The main dependent variable is the dividend (identified as DPR). It is part of the firm’s net profit, which is distributed to shareholders. In this study, the dividend was measured using dividend payout ratio, a firm’s D/E ratio using its annual dividend per share (DPS) divided by its earnings per share (EPS) in a given year t. Dividend policy can be measured using the Dividend Payout Ratio (DPR), which measures the proportion of net profit after tax is paid as dividends to shareholders. The bigger the DPR means that lesser retained earnings are utilized for the firm’s investment funding. The DPR can be calculated using the formula:
\(\mathrm{DPR}_{\text {ir }}=\frac{\text { Dividend per Share }}{\text { Earning per Share }}\) (1)
The first independent variable is family ownership (identified as FOWN). Family ownership is the proportion of the number of shares owned by the family to the total number of shares outstanding. The second independent variable is the family CEO (identified as FCEO). A family CEO is a CEO who comes from the firm’s founding members or CEOs who have family ties to the controlling family shareholders such as spouse, parents, children, or siblings known from the same last name, measured using a dummy variable with a value of 1 if the CEO is a family member and is 0 if the CEO is not a family member.
The moderating variable in this study consists of the age of the CEO (identified as CAGE), which describes the period from the CEO’s birth to the year the observation was made. Then there is the CEO tenure (identified as CTEN) is the CEO’s tenure in working or serving a firm. The term of office is calculated from the appointment as CEO until the year of observation.
The first control variable is leverage (identified as LEV). A depiction of a firm’s debt utilization is used to finance the firm’s operational activities. Total debt divided by total assets calculates this variable. The second control variable, return on assets (identified as ROA), is the firm’s ability to profit after tax from operational activities using all firm-owned assets. The third control variable, firm age (identified as AGE), shows how long the firm has been operating since it was founded until the research was conducted. The fourth control variable, firm size (identified as SIZE), shows the size of a firm as measured by the natural logarithm of total assets. We start with a pooled ordinary least square (OLS) regression model to test Hypothesis 1 and Hypotheses 2, 3, and 4, respectively, with the model specified below.
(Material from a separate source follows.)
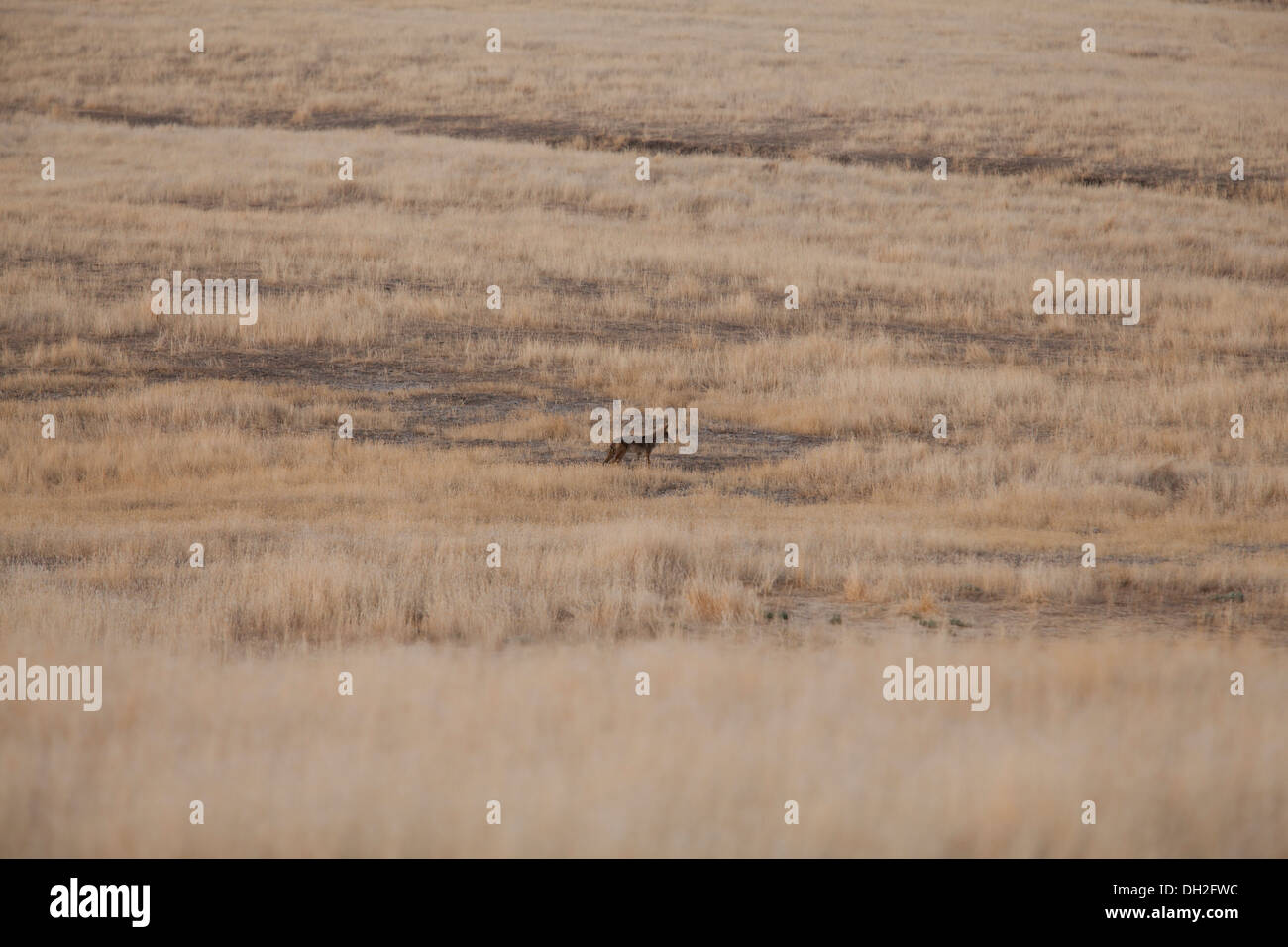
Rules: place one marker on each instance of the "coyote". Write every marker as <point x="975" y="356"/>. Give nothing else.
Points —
<point x="617" y="450"/>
\(\begin{aligned} \mathrm{DPR}_{i t}=& \beta_{0}+\beta_{1} \mathrm{FOWN}_{i t}+\beta_{2} \mathrm{LEV}_{i t}+\beta_{3} \mathrm{ROA}_{i t} \\ &+\beta_{4} \mathrm{AGE}_{i t}+\beta_{5} \mathrm{SIZE}_{i t}+\varepsilon \end{aligned}\) (2)
\(\begin{aligned} \mathrm{DPR}_{i t}=& \beta_{0}+\beta_{1} \mathrm{FCEO}_{i t}+\beta_{2} \mathrm{CAGE}_{i t} \\ &+\beta_{3} \mathrm{CTEN}_{i t}+\beta_{4} \mathrm{FCEO}_{i t} \times \mathrm{CAGE}_{i t} \\ &+\beta_{5} \mathrm{FCEO}_{i t} \times \mathrm{CTEN}_{i t}+\beta_{6} \mathrm{LEV}_{i t} \\ &+\beta_{7} \mathrm{ROA}_{i t}+\beta_{8} \mathrm{AGE}_{i t}+\beta_{9} \mathrm{SIZE}_{i t}+\varepsilon \end{aligned}\) (3)
Where:
DPR = Dividend Payout Ratio
FOWN = Family Ownership
FCEO = Family CEO
CAGE = Age of CEO
CTEN = Tenure of CEO
LEV = Leverage
ROA = Return on assets
AGE = Firm Age
SIZE = Firm size
4. Results and Discussion
4.1. Descriptive Statistics
Table 1 presents the descriptive statistics of each variable used in this study. The DPR values between 0.00% and 99, 76% indicate a high diversity of dividend policies. The FCEO average of 0.65 indicates that most firms have CEOs who come from families. The lowest family ownership was 21.08%, while the highest was 97.20%. Meanwhile, the average CEO age is 55 years, and the average length of tenure is 14 years. From the financial side of firms, the average leverage is 15.94%, and the profitability is relatively low, only 0.24%. The lowest age of the firm is five years, and the highest is 93 years, which shows a fairly high diversity, while the firm size is relatively more homogeneous. In all variables, the standard deviation value is lower than the average value. Thus, the data is clustered about the mean. To obtain unbiased estimation results, we performed a classic assumption test on the regression results. The largest value of variance inflation factor (VIF) is 1, 619, proving no multicollinearity problem. The heteroscedasticity test and Breusch-Godfrey test also showed no heteroscedasticity and autocorrelation problems in the model. Thus the estimation results obtained are unbiased and reliable.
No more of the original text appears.